Essay: Ken Bloom


The Tweed mission is to bring art and people of our communities together for delight, for discovery, and for learning. Along with maintaining and enhancing the Museum’s art collection and promoting visual art as a vital form of communication, the Museum is an active participant in a vibrant cultural community where collective programming can provide unparalleled experiences for audiences. Art can bridge social divides by stirring the mind to understanding in ways that words may not. The visual expressions of humanistically oriented artists in dialogue with others offer pathways toward vicarious experience and opportunities for direct engagement.

In an essay on what it means to be human, Chinese dissident artist Ai Weiwei writes, “Everything hangs on how we define ourselves and how we treat those with whom we share our surroundings, which are teeming with different ethnicities, religions and cultures.”

May I introduce you to a project very close to my heart as well as to the mission of the Tweed?

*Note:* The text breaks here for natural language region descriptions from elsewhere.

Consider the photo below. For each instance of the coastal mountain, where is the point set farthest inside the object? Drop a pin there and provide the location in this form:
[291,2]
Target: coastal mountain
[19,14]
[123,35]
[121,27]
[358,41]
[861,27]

The six-year project, 122 Conversations: Person to Person, Art Beyond Borders was inspired by Anne Labovitz’s impulse to work in a social sphere engaging with a participating audience in a cross-cultural dialogue, which would result in a form blurred in its distinctions between author and audience. Labovitz’s vision was to establish connections with the participants and then to render the dialogue by artistic means. Representing numerous conversations in the form of encrypted scripts, embedded within polychromatic layers of paint and resin, Labovitz transformed the experiences of cross-cultural dialogue into visual forms and then invited the many participants to share their own pictorial responses.

According to Darsie Alexander, an essayist in this catalog, “giving material form to a psychological state or emotion is a daunting challenge for any artist.” Yet, this is precisely what was required of Labovitz to accomplish the goals of the project.

By conducting and recording the person-to-person interviews and engaging with participants on a personal level, Labovitz initiated trusting relationships. These conversations became root sources of inspiration for the artworks of the project, which were at first formal paintings. As the project progressed, the form changed into long scrolls (which elicit a sculptural bearing in the gallery). Each Labovitz artwork depicts an interpretative vision of the collective interactions from each city, including archetypal figures, words, and descriptions of the experiences that were related by interviewees. These elements derived from the conversations have been inscribed within the artwork and are embedded, layer upon layer.

From 2015 to 2018, each Sister City hosted an exhibition of the Labovitz artworks. To extend the participatory nature of the project, multiple elements of the exhibition encouraged creative engagement with guests according to participatory opportunities organized by the artist. More than 2500 people added to the project by creating works by writing, mark-making, and drawing on paper sheets prepared for each venue by Labovitz. The imagery of these intimate artworks, ranging from the vernacular to the abstract, all embody the humanist message. The culminating exhibition at the Tweed presents representative elements of the entire project, including Labovitz’s paintings, participatory artworks from each venue, photographs, video, and documentation.

122 Conversations was founded upon acknowledging and demonstrating Duluth’s Sister Cities International’s interrelationships and was passionately produced Labovitz, under the auspices of the Tweed Museum of Art in collaboration with Duluth Sister Cities, International, and the University of Minnesota Duluth, School of Fine Arts.